Produced in a facility that processes milk, sesame, eggs, fish, shellfish, crustaceans, mustard, tree nuts, peanuts, wheat, soybean and sulphites.
2 unit
Chicken Breasts
100 g
Bacon Strips
1 unit
Nectarine
113 g
Arugula and Spinach Mix
2 tbsp
Mayonnaise
(Contains Egg, Mustard)
125 g
Brie Cheese
(Contains Milk)
1 tbsp
Red Wine Vinegar
(Contains Sulphites)
1 tbsp
Dijon Mustard
(Contains Mustard)
66 g
Mini Cucumber
7 g
Basil
2 unit
Brioche Bun
(Contains Gluten, Egg, Milk)
3 tbsp
Oil*
¼ tsp
Salt*
¼ tsp
Pepper*
¼ tsp
Sugar*
Before starting, wash and dry all produce. Lightly oil the grill. While you prep, preheat grill to 450°F over medium heat.
Heat a large non-stick pan over medium-high heat. When hot, add bacon. Cook, flipping occasionally, until crispy, 5-7 min.** Remove pan from the heat. Using a slotted spoon, transfer bacon to a paper towel-lined plate. While bacon cooks, cut four sections off nectarine, avoiding the pit. Slice cucumber into 1/4-inch rounds. Cut brie into 1/4-inch slices. Thinly slice basil.
Whisk together vinegar, 1/4 tsp sugar and 2 tbsp oil (dbl both for 4 ppl) in a large bowl. Add cucumbers. Season with salt and pepper, then toss to coat. Set aside. Stir together mayo, basil and mustard in a small bowl. Set aside.
Pat chicken dry with paper towels. Carefully slice into the centre of each chicken breast, parallel to the cutting board, leaving 1-inch intact on the other end. Open up chicken like a book. Drizzle with 1 tbsp oil (dbl for 4 ppl), then season with salt and pepper. Set aside.

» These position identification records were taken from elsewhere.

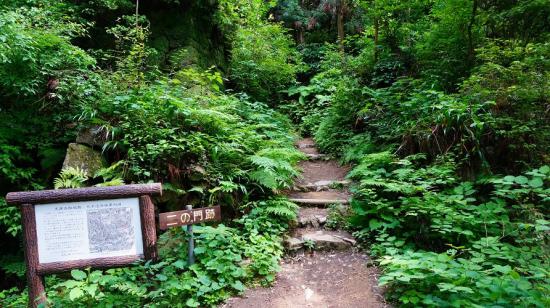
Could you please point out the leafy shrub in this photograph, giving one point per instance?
(263, 62)
(226, 260)
(446, 243)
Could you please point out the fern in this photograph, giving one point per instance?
(274, 167)
(70, 178)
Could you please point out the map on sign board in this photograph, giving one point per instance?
(88, 230)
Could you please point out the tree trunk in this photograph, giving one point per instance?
(376, 30)
(340, 23)
(471, 48)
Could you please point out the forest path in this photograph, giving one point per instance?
(322, 268)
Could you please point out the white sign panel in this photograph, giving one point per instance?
(88, 230)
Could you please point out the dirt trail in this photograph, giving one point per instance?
(334, 274)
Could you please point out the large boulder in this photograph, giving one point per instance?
(83, 157)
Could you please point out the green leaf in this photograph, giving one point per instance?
(374, 224)
(78, 274)
(536, 183)
(238, 285)
(75, 294)
(192, 303)
(200, 250)
(521, 180)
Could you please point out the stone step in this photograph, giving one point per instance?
(309, 151)
(312, 217)
(313, 156)
(322, 185)
(320, 197)
(319, 240)
(305, 145)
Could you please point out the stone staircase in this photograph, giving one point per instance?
(321, 267)
(322, 183)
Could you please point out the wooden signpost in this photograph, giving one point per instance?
(187, 218)
(98, 227)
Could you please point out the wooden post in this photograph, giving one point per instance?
(191, 243)
(148, 230)
(35, 281)
(28, 201)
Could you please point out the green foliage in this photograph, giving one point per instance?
(70, 178)
(263, 62)
(226, 260)
(443, 243)
(31, 53)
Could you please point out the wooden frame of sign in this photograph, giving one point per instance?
(97, 227)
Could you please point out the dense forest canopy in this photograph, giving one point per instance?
(440, 106)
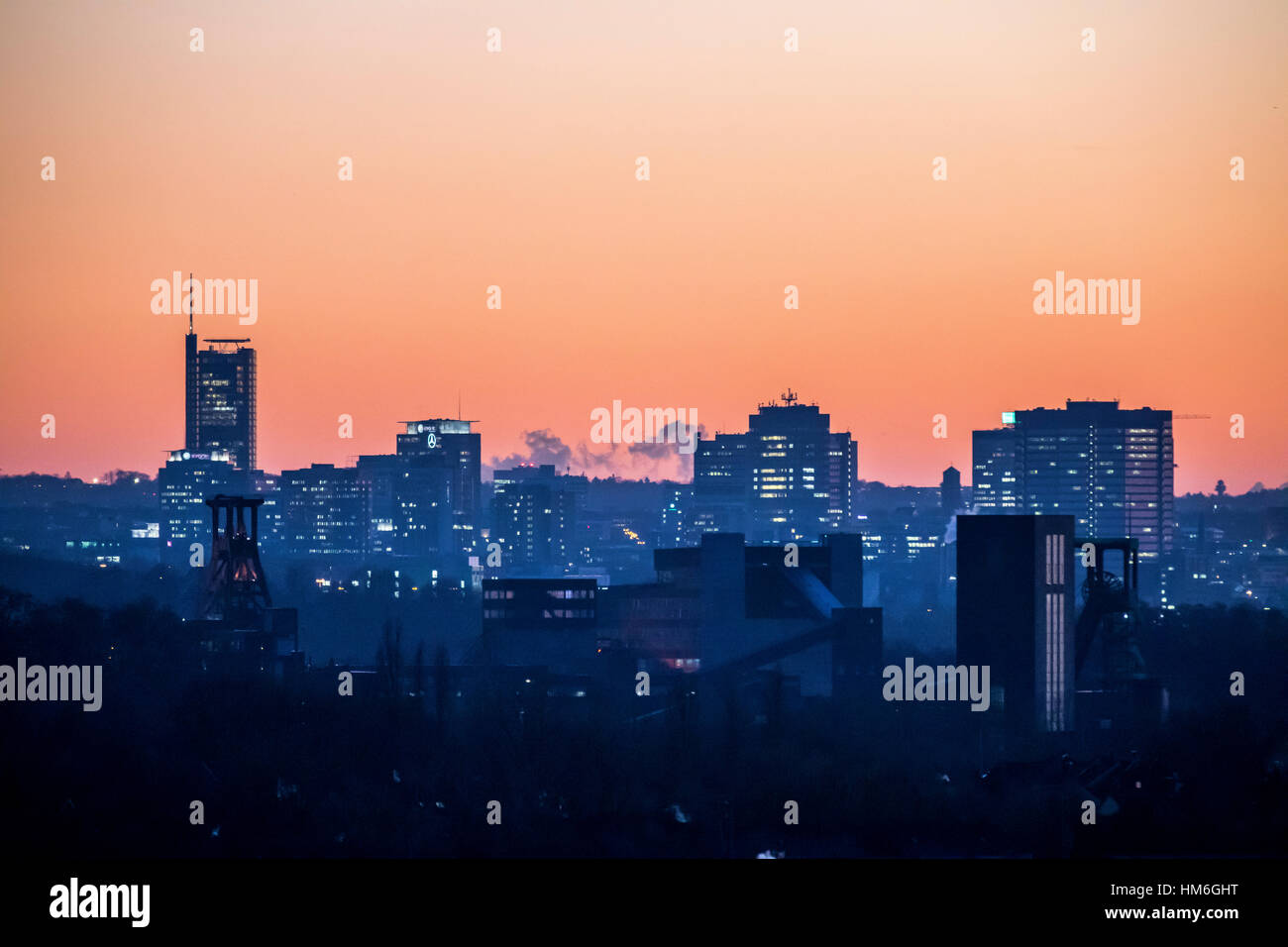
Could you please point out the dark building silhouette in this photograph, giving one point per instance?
(1016, 605)
(219, 397)
(240, 631)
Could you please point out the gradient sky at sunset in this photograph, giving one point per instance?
(516, 169)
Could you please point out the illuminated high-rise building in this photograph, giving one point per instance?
(1107, 467)
(1016, 602)
(219, 399)
(793, 476)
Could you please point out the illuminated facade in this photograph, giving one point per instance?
(790, 475)
(183, 486)
(1108, 468)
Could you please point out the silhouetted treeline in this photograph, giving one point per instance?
(408, 764)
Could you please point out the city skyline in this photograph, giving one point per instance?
(767, 170)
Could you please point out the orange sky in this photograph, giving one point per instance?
(518, 169)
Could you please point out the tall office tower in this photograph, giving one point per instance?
(797, 475)
(326, 510)
(721, 486)
(451, 446)
(219, 399)
(535, 514)
(951, 491)
(1016, 594)
(1107, 467)
(995, 479)
(183, 486)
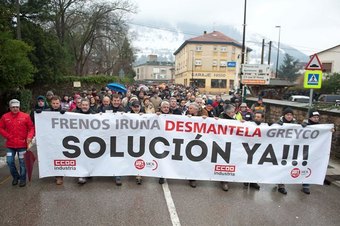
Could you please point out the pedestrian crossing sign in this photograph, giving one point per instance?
(313, 79)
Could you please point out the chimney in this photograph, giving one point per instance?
(152, 58)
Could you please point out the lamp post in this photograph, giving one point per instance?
(243, 48)
(278, 52)
(192, 68)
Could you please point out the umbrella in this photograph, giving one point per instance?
(144, 87)
(117, 87)
(29, 162)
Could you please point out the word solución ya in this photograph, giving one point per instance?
(195, 150)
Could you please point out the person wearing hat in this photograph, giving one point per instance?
(41, 105)
(313, 119)
(18, 130)
(245, 112)
(174, 108)
(136, 108)
(287, 117)
(49, 95)
(209, 108)
(258, 106)
(148, 106)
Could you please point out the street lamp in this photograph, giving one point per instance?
(192, 68)
(278, 52)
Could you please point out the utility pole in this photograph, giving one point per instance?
(243, 43)
(269, 51)
(262, 52)
(17, 6)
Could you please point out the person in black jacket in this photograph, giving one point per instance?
(84, 109)
(56, 106)
(287, 117)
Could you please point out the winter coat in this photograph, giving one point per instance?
(16, 129)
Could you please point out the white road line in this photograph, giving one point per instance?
(171, 205)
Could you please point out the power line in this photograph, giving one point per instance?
(301, 48)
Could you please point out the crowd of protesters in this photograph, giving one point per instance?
(162, 99)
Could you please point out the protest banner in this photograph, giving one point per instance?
(180, 147)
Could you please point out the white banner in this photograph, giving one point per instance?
(180, 147)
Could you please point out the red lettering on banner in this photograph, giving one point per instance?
(169, 125)
(225, 168)
(198, 127)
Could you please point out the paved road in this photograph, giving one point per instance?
(101, 202)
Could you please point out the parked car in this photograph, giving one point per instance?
(299, 98)
(329, 98)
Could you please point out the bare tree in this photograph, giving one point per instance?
(98, 25)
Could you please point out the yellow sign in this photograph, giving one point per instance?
(313, 79)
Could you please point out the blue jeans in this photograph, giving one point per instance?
(11, 152)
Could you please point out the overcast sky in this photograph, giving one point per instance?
(308, 25)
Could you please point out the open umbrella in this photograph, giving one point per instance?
(144, 87)
(117, 87)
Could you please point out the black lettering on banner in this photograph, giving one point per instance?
(218, 150)
(153, 150)
(113, 151)
(199, 143)
(250, 152)
(66, 145)
(177, 155)
(141, 147)
(271, 159)
(102, 147)
(106, 124)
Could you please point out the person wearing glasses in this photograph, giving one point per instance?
(18, 130)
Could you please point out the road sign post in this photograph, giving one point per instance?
(313, 77)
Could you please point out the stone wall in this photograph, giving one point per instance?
(274, 110)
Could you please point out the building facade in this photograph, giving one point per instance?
(210, 62)
(154, 70)
(330, 59)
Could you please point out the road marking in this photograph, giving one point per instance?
(171, 205)
(6, 179)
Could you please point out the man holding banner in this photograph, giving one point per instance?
(18, 130)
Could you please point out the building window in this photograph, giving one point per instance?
(199, 83)
(223, 49)
(198, 62)
(223, 63)
(327, 67)
(218, 83)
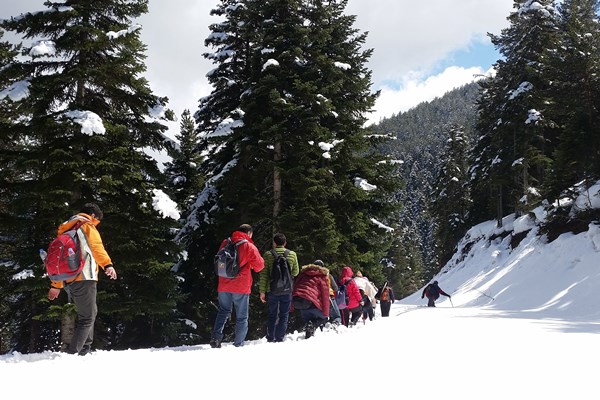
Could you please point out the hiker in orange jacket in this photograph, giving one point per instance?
(433, 291)
(82, 289)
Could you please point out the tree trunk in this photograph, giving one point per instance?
(276, 185)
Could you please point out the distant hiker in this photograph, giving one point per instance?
(334, 312)
(386, 298)
(370, 290)
(433, 291)
(235, 292)
(311, 297)
(275, 286)
(354, 298)
(367, 306)
(83, 288)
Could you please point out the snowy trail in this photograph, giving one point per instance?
(477, 354)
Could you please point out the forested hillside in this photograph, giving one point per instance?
(421, 136)
(280, 143)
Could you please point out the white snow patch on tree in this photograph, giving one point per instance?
(342, 65)
(43, 48)
(523, 87)
(16, 92)
(226, 127)
(533, 116)
(90, 122)
(363, 184)
(270, 62)
(164, 205)
(382, 225)
(123, 32)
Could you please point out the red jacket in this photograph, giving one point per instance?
(354, 296)
(311, 284)
(250, 260)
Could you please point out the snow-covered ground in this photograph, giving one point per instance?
(523, 323)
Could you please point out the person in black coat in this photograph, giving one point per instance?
(433, 291)
(386, 298)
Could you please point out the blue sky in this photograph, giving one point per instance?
(421, 48)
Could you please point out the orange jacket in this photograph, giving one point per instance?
(92, 248)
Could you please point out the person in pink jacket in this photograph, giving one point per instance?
(235, 292)
(355, 302)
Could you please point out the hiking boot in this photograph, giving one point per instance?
(309, 331)
(85, 350)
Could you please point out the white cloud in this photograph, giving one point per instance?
(405, 36)
(416, 89)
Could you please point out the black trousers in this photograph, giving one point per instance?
(83, 294)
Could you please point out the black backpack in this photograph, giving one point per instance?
(433, 291)
(227, 262)
(281, 275)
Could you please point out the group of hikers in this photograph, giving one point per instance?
(310, 289)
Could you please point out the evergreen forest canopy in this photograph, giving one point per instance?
(280, 144)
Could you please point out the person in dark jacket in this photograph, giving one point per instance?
(311, 297)
(278, 302)
(353, 311)
(235, 292)
(433, 291)
(335, 316)
(386, 298)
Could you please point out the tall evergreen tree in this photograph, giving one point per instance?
(86, 115)
(284, 132)
(9, 278)
(515, 123)
(451, 199)
(576, 71)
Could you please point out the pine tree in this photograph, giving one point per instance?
(516, 126)
(450, 196)
(84, 123)
(185, 179)
(576, 71)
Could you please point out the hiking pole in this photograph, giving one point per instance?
(490, 297)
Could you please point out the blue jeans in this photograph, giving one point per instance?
(227, 301)
(279, 313)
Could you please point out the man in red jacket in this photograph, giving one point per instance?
(235, 292)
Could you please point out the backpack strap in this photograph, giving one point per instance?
(275, 254)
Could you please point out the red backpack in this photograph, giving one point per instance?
(64, 260)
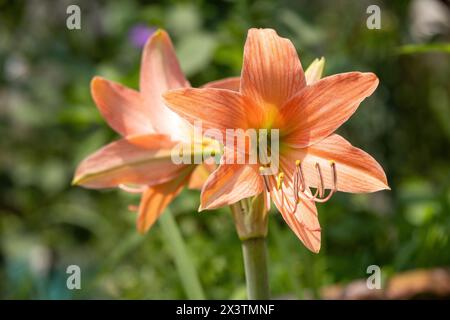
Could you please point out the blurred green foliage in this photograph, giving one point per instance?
(48, 123)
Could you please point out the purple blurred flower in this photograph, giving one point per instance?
(139, 34)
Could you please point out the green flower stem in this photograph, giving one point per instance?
(184, 264)
(250, 219)
(255, 262)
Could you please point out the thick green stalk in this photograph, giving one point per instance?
(255, 261)
(185, 266)
(250, 218)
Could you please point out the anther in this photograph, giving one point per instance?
(300, 186)
(280, 179)
(266, 181)
(129, 189)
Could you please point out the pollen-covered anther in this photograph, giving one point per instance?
(266, 180)
(129, 189)
(280, 179)
(319, 195)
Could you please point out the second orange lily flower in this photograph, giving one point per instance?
(141, 161)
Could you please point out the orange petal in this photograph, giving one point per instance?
(216, 108)
(155, 200)
(319, 109)
(135, 160)
(304, 220)
(230, 183)
(271, 71)
(200, 174)
(121, 107)
(356, 170)
(314, 71)
(160, 71)
(232, 83)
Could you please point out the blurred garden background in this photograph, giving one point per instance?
(48, 123)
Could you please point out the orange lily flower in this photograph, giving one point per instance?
(141, 161)
(275, 94)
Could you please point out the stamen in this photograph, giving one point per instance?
(266, 181)
(129, 189)
(280, 179)
(300, 186)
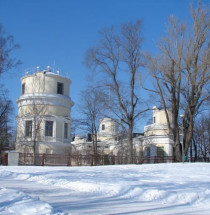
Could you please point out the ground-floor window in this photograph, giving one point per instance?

Add chicken to grill. Reduce heat to medium, close lid and grill until chicken is cooked through, flipping once, 5-7 min per side.**
When chicken is almost cooked through, top with brie slices and add nectarines to the other side of the grill. Close lid and grill nectarines flipping once, until tender, 2-3 min. When nectarines are almost done, halve buns. Add bun halves, cut-side down. Close lid and grill buns until warmed through, 1-2 min. (NOTE: Keep an eye on buns so that they don't burn!)
Slice grilled nectarines into wedges. Add nectarines and arugula and spinach mix to the large bowl with marinated cucumbers. Toss to coat. Spread basil mayo over toasted bun halves. Top bottom buns with chicken, bacon and top buns. Divide burgers between plates. Serve with nectarine salad on the side.